- cross-posted to:
- hackernews@lemmy.smeargle.fans
- hackernews@derp.foo
- cross-posted to:
- hackernews@lemmy.smeargle.fans
- hackernews@derp.foo
Has anyone used ArchiveBox for self hosted web archiving? If so, what are your thoughts on it compared to Internet Archive or other publicly available services?
I don’t particularly like the graphic interface as shown at https://demo.archivebox.io/public/. In my opinion, too much is displayed at once.
For my part, I use Wallabag to save single Internet pages. I think its graphic interface is better. But it is not perfect either.
I’ll check Wallabag out as well
I used it but unfortunately it did not meet my needs. I’m interested in a full mirror of a website, while ArchiveBox focuses on a single webpage with a max of 1 level deep. I use wget personally, but if your goal is to archive a single webpage then ArchiveBox might be a good choice.

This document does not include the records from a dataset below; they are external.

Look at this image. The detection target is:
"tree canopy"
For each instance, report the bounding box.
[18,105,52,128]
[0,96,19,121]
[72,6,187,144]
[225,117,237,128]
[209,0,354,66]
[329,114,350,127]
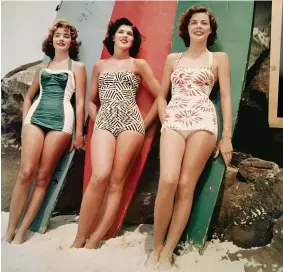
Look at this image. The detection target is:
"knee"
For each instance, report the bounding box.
[177,180,195,199]
[88,173,110,190]
[109,174,125,193]
[159,176,178,194]
[35,169,51,188]
[19,167,35,185]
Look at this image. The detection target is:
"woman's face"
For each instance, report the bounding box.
[114,25,134,50]
[53,27,72,51]
[188,12,211,42]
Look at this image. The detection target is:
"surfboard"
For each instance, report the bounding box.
[84,1,177,239]
[29,1,114,233]
[171,1,254,253]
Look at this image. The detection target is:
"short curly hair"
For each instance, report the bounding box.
[42,19,81,60]
[103,18,142,58]
[179,6,218,47]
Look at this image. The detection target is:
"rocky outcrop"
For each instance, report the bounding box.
[238,158,279,182]
[248,24,271,69]
[1,64,40,132]
[214,164,283,248]
[228,216,283,272]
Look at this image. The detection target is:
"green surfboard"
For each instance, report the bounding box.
[27,1,114,233]
[171,1,254,252]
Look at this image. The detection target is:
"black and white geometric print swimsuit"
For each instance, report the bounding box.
[94,70,145,139]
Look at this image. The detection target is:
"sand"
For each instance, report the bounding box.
[1,212,262,272]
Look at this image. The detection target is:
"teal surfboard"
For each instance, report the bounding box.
[171,1,254,252]
[27,1,114,233]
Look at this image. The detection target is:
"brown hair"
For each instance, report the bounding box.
[179,6,218,47]
[42,19,81,60]
[103,18,142,58]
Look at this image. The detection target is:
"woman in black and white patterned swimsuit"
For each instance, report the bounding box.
[72,18,160,248]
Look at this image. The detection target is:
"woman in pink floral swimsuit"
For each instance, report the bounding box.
[146,6,232,269]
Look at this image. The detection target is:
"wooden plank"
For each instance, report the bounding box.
[171,1,254,251]
[268,0,283,128]
[27,1,114,233]
[84,1,177,238]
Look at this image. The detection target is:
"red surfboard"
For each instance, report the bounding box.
[83,1,177,239]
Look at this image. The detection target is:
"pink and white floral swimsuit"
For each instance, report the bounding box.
[161,52,217,139]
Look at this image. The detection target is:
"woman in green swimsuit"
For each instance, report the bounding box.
[4,20,86,244]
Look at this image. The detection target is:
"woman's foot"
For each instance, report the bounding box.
[144,247,163,267]
[84,240,97,249]
[158,252,174,270]
[12,232,25,245]
[3,230,16,244]
[71,237,86,248]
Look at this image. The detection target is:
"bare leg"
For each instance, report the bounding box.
[13,131,71,244]
[159,131,216,269]
[145,130,186,266]
[72,130,116,248]
[4,124,44,243]
[85,131,144,248]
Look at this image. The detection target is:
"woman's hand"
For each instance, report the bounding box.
[69,135,84,152]
[214,138,233,167]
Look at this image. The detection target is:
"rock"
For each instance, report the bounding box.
[231,152,252,167]
[213,158,283,248]
[270,215,283,253]
[3,60,42,78]
[250,54,270,97]
[248,24,271,70]
[275,170,283,182]
[1,64,42,129]
[239,158,279,181]
[223,166,238,190]
[228,216,283,272]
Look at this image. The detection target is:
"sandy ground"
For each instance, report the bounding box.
[1,141,283,272]
[1,212,264,272]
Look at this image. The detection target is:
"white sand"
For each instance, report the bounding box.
[1,212,255,272]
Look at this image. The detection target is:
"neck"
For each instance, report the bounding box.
[112,47,131,60]
[188,42,207,57]
[53,51,70,62]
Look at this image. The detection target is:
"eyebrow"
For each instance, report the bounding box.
[190,19,209,22]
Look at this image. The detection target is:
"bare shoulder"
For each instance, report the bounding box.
[92,59,106,72]
[166,52,180,62]
[213,52,229,61]
[134,59,148,68]
[37,62,49,71]
[73,60,85,71]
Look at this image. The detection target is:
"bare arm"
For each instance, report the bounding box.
[87,61,101,122]
[136,59,160,130]
[70,62,86,150]
[158,54,176,123]
[216,53,233,166]
[23,63,45,124]
[218,53,232,139]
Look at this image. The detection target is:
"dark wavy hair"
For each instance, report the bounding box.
[42,19,81,60]
[179,6,218,47]
[103,18,142,58]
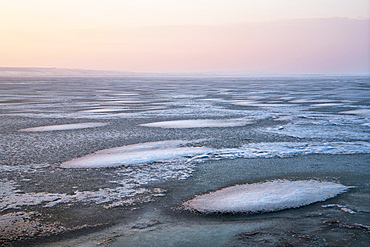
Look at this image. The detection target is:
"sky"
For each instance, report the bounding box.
[0,0,370,74]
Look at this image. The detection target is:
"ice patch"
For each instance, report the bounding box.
[19,123,107,132]
[232,101,292,107]
[0,178,164,212]
[183,180,349,213]
[266,122,370,140]
[61,140,212,168]
[340,109,370,117]
[140,118,253,129]
[192,141,370,160]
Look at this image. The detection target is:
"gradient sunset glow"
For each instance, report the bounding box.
[0,0,370,74]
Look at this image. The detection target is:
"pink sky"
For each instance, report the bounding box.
[0,0,370,74]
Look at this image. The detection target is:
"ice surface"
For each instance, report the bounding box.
[340,109,370,117]
[140,118,253,129]
[0,178,162,212]
[61,140,212,168]
[19,123,107,132]
[183,180,349,213]
[193,141,370,160]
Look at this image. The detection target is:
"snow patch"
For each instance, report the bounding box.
[140,118,254,129]
[19,123,107,132]
[183,180,350,213]
[61,140,212,168]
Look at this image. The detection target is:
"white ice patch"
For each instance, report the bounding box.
[183,180,349,213]
[266,122,370,140]
[340,109,370,117]
[19,123,107,132]
[0,178,164,212]
[140,118,253,129]
[232,101,292,107]
[199,141,370,159]
[61,140,212,168]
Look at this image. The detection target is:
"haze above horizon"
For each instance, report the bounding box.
[0,0,370,74]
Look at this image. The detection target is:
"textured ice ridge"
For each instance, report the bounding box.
[198,141,370,159]
[19,123,107,132]
[140,118,254,129]
[183,180,350,213]
[61,140,212,168]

Thanks for the info! Single page with no link following is all I need for this project, so I’ll give it a go.
I have been experimenting with it, for what it is, it works pretty well … for now. I have concerns about the fact that it’s a ton of moving parts basically duct-taped together by an abuse of the Django admin (that’s the web app platform it’s based on, which I was a developer for long ago). Also, the search function is primitive at best. I don’t think it’s going to be my long-term solution for this need, but maybe I’m wrong.
The archived pages are available as files on disk, I also added a script which generates index.html so I can browse it without starting the program. Basically the only time I run archivebox code is when adding a new site. And I never look at the GUI, it adds nothing to the table
It’s a great tool, but depends on what you expect from it and your use case. Personally I tried it but was always disappointed by it. I always just end up using SingleFile(Z) on my browser or in the cli along with the usual yt-dlp and the like and that’s all I need really. And if I need to save an entire site I just use wget or httrack. I don’t really have the need for a browsable archive of my saved pages, I usually order them by subject when saving.